Edital mostra distorções salariais e desvalorização de professor
O edital de um concurso da Prefeitura de Itaitinga, na Região Metropolitana de Fortaleza, chamou atenção ao colocar em cheque os salários dos professores no estado. No documento, um professor com Licenciatura em Pedagogia aparece com salário inferior ao de um pedreiro, cujo pré-requisito é saber ler, escrever e interpretar.

De acordo com o edital, a vaga para profissional do magistério é de R$ 974,80, já a do pedreiro, R$ 1.019,14. Ou seja, um professor precisa trabalhar cinco horas por dia, de segunda a sexta-feira, para receber menos de mil reais por mês.

Para o presidente do Sindicato Apeoc (Associação dos Professores de Estabelecimentos Oficiais no Ceará), Anízio Melo, os municípios cearenses têm desvalorizado a profissão, com poucos incentivos para crescimento na área. “A maioria das cidades têm achatado a nossa carreira, sem incentivos e pagando obrigatoriamente apenas o piso salarial. Quem faz o concurso só tem a expectativa de receber o piso”, afirma.

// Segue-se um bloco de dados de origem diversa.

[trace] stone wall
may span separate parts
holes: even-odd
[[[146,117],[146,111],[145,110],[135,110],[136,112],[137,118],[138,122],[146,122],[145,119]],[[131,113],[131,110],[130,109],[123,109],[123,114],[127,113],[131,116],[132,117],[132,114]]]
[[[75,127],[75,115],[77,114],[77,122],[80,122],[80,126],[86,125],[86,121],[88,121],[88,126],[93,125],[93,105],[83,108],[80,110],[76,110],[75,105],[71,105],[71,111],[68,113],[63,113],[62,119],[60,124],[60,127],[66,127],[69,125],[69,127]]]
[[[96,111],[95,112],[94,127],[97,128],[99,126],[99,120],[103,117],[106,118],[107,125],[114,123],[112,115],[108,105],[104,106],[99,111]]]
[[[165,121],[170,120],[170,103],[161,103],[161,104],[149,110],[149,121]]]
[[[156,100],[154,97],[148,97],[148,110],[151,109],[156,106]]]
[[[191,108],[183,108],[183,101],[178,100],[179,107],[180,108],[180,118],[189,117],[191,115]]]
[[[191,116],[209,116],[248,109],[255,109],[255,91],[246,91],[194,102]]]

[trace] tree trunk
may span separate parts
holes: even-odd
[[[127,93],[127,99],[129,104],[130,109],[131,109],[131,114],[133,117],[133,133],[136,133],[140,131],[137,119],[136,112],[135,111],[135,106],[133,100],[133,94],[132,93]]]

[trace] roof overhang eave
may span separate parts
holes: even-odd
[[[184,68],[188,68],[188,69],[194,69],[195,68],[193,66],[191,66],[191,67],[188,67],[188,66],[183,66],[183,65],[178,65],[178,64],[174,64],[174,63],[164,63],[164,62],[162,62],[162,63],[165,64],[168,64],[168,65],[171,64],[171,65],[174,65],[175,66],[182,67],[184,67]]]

No edital, um professor com carga horária de 200 horas mensais receberá R$ 1.949,60, exatamente o dobro de um que trabalhe 100 horas. Em contato com a Prefeitura de Itaitinga, o Tribuna do Ceará foi informado de que a carga horária do professor é de 100 horas mensais, enquanto a do pedreiro é de 160 horas mensais, por isso o educador receberá menos, já que tem menos horas trabalhadas. “Vale lembrar que o município de Itaitinga aplica desde o início do ano a Lei do Piso Nacional dos Professores, onde o salário da categoria não pode ser inferior a R$ 1.917,78 por 200 horas mensais trabalhadas”, disse em nota.

Salário igualado

Neste ano, o Ceará igualou o salário dos professores com o piso nacional do magistério. Além da alteração, também foi anunciado o pagamento de vale-alimentação para temporários e ampliação de carga horária definitiva.

Em 10 de julho, a Lei nº 15.804 foi publicada no Diário Oficial do Estado, garantindo o aumento do piso nacional dos profissionais do magistério repercutindo na carreira para todos (efetivos, temporários, aposentados e pensionistas). O artigo 4º da lei assegura que os efeitos financeiros vigorarão a partir de 1º de janeiro de 2015. A mudança deve gerar impacto de pelo menos R$ 70,5 milhões por ano ao Estado.

“Nós estamos em uma luta nacional. Os professores da rede estadual tiveram uma grande conquista. Mesmo assim, o professor no Brasil precisa ter um novo patamar de avanço. Ainda não estamos satisfeitos”, conclui o presidente da Apeoc.